Paper
Performance Analysis and Optimizations of ERO2.0 Fusion Code
Presenter
I am a researcher at the Computer Science department of the Barcelona Supercomputing Center (BSC) since 2006. My research interest includes load balancing, parallel programming, performance analysis, and optimization.I co-lead the Best Practices for Performance and Productivity (BePPP) group at BSC. BePPP aims to be the bridge between scientific domain researchers and computer scientists. Promoting best practices for programmers to productively (re)structure their codes in ways that can result in high efficiency and portability.

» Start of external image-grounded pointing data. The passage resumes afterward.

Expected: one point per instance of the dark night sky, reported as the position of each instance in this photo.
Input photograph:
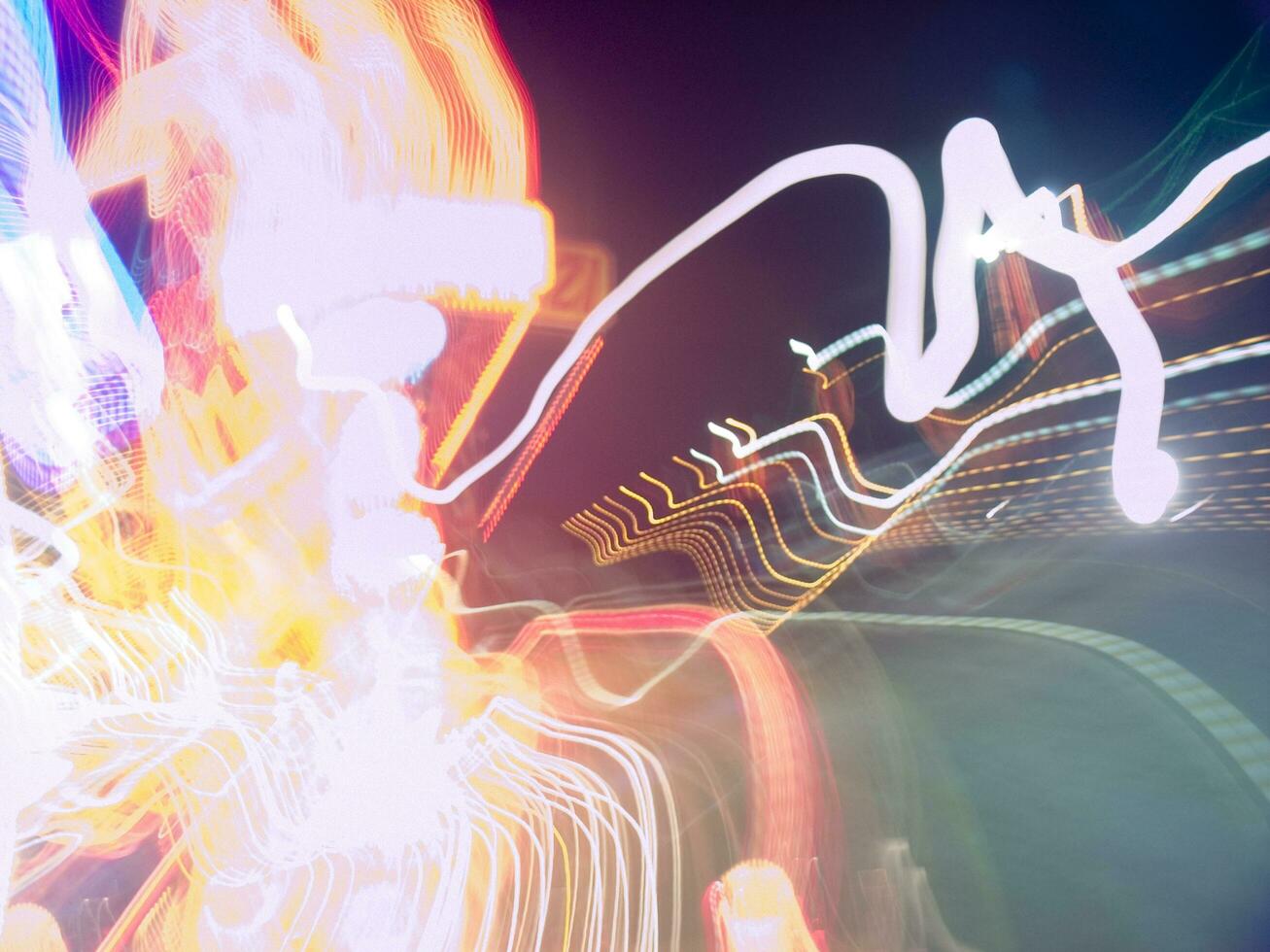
(650, 113)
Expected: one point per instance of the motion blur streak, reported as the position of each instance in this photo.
(260, 276)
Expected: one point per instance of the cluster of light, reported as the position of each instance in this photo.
(232, 657)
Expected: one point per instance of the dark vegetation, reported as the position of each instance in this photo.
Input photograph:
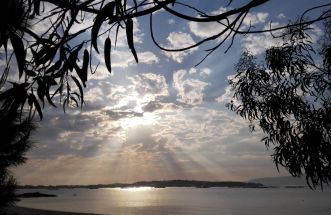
(289, 97)
(53, 68)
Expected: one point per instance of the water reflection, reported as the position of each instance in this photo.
(135, 189)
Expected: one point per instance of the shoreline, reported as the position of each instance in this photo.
(17, 210)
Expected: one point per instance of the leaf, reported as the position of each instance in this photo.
(107, 52)
(48, 97)
(36, 7)
(18, 46)
(33, 100)
(83, 72)
(54, 67)
(80, 89)
(105, 12)
(41, 91)
(129, 36)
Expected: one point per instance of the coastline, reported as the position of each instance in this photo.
(31, 211)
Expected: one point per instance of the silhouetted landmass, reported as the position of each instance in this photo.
(34, 195)
(157, 184)
(282, 181)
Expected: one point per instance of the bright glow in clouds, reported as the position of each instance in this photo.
(159, 119)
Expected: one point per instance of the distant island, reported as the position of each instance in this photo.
(34, 195)
(155, 184)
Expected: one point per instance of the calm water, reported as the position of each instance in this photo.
(224, 201)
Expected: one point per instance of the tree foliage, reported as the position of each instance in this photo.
(289, 97)
(53, 65)
(15, 130)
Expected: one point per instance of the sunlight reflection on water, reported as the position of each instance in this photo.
(190, 201)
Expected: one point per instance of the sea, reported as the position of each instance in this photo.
(220, 201)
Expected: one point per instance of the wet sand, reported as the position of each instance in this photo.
(30, 211)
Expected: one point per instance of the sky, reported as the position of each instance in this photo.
(163, 118)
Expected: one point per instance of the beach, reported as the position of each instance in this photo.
(30, 211)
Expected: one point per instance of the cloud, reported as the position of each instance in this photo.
(255, 18)
(258, 43)
(190, 90)
(124, 58)
(149, 85)
(205, 30)
(177, 40)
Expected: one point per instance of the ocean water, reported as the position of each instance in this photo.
(220, 201)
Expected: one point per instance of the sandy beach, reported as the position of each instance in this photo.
(30, 211)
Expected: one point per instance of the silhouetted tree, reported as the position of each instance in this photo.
(15, 141)
(51, 62)
(289, 97)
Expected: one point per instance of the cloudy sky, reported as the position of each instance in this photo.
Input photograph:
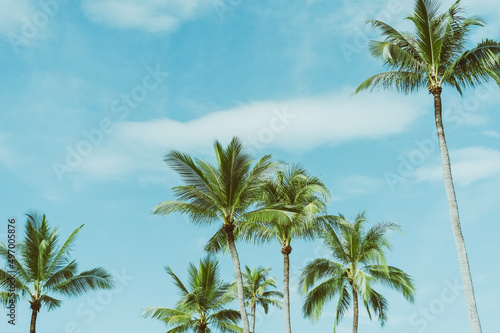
(93, 93)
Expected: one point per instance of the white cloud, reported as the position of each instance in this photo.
(355, 185)
(492, 134)
(468, 165)
(12, 14)
(294, 125)
(148, 15)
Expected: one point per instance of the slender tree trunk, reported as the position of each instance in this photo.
(237, 274)
(252, 319)
(455, 220)
(356, 311)
(34, 314)
(286, 287)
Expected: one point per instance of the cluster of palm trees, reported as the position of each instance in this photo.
(261, 201)
(267, 201)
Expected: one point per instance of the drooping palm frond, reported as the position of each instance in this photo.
(42, 267)
(434, 54)
(202, 303)
(359, 264)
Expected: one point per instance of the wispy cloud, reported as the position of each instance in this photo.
(492, 134)
(147, 15)
(294, 125)
(356, 185)
(468, 165)
(13, 14)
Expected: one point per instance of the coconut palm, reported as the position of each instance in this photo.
(255, 286)
(43, 269)
(293, 190)
(433, 56)
(203, 302)
(359, 263)
(225, 192)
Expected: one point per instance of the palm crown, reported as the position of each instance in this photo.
(435, 54)
(44, 269)
(203, 302)
(255, 287)
(227, 191)
(359, 264)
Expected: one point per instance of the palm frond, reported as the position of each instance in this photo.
(94, 279)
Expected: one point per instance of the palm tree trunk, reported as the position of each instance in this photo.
(286, 287)
(455, 220)
(252, 319)
(34, 313)
(237, 274)
(356, 311)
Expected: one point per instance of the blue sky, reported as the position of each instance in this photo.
(94, 93)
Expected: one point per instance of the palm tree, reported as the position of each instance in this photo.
(433, 56)
(43, 269)
(225, 192)
(359, 264)
(255, 285)
(295, 191)
(203, 302)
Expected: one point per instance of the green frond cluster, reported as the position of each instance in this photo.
(255, 286)
(44, 268)
(434, 54)
(358, 264)
(203, 302)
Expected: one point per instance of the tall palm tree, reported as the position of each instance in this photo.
(433, 56)
(255, 286)
(203, 303)
(293, 190)
(359, 262)
(225, 192)
(44, 269)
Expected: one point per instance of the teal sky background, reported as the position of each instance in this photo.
(94, 93)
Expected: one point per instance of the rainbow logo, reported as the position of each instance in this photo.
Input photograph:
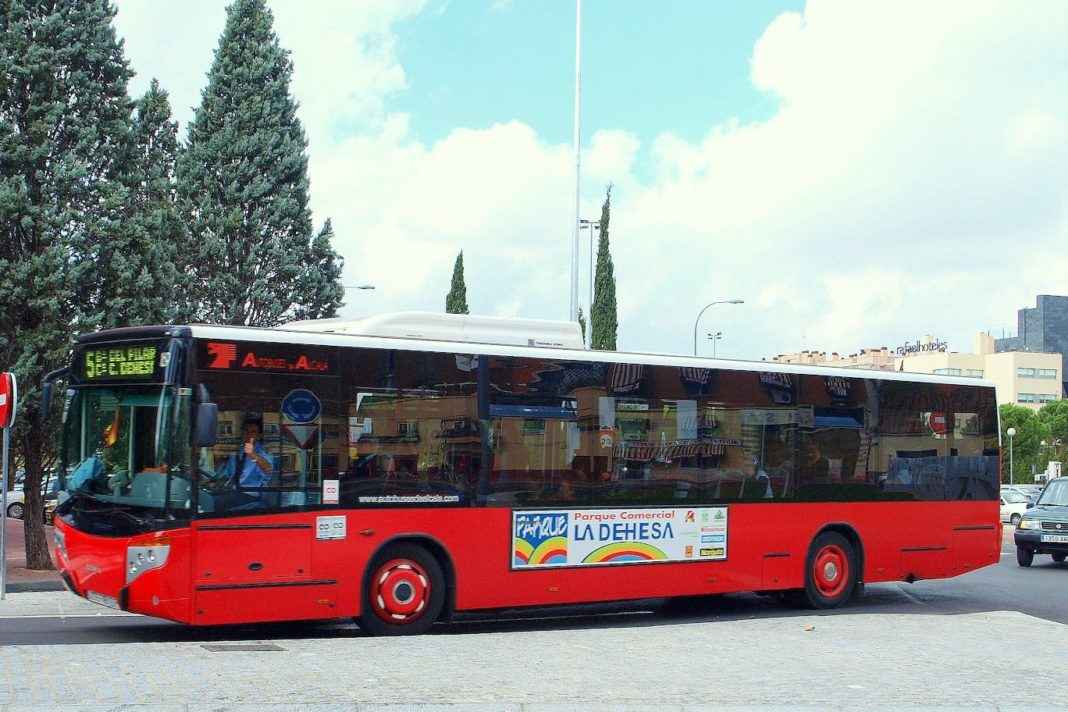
(551, 551)
(625, 551)
(521, 552)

And capture the fundamental co-design input forwarding it to the appropriate system software and architecture team to target their developments in the most useful direction.
Description
In this paper, we present the thorough performance analysis of a highly parallel Monte Carlo code for modeling global erosion and redeposition in fusion devices, ERO2.0. The study shows that the main bottleneck preventing the code from efficiently using the resources is the load imbalance at different levels. Load imbalance is inherent to the problem being solved, particle transport, and deposition. Based on the findings of the analysis, we also describe the optimizations implemented on the code to improve its performance on HPC clusters. The proposed optimizations use MPI and OpenMP features, making them portable across architectures and achieving a 3.34x speedup.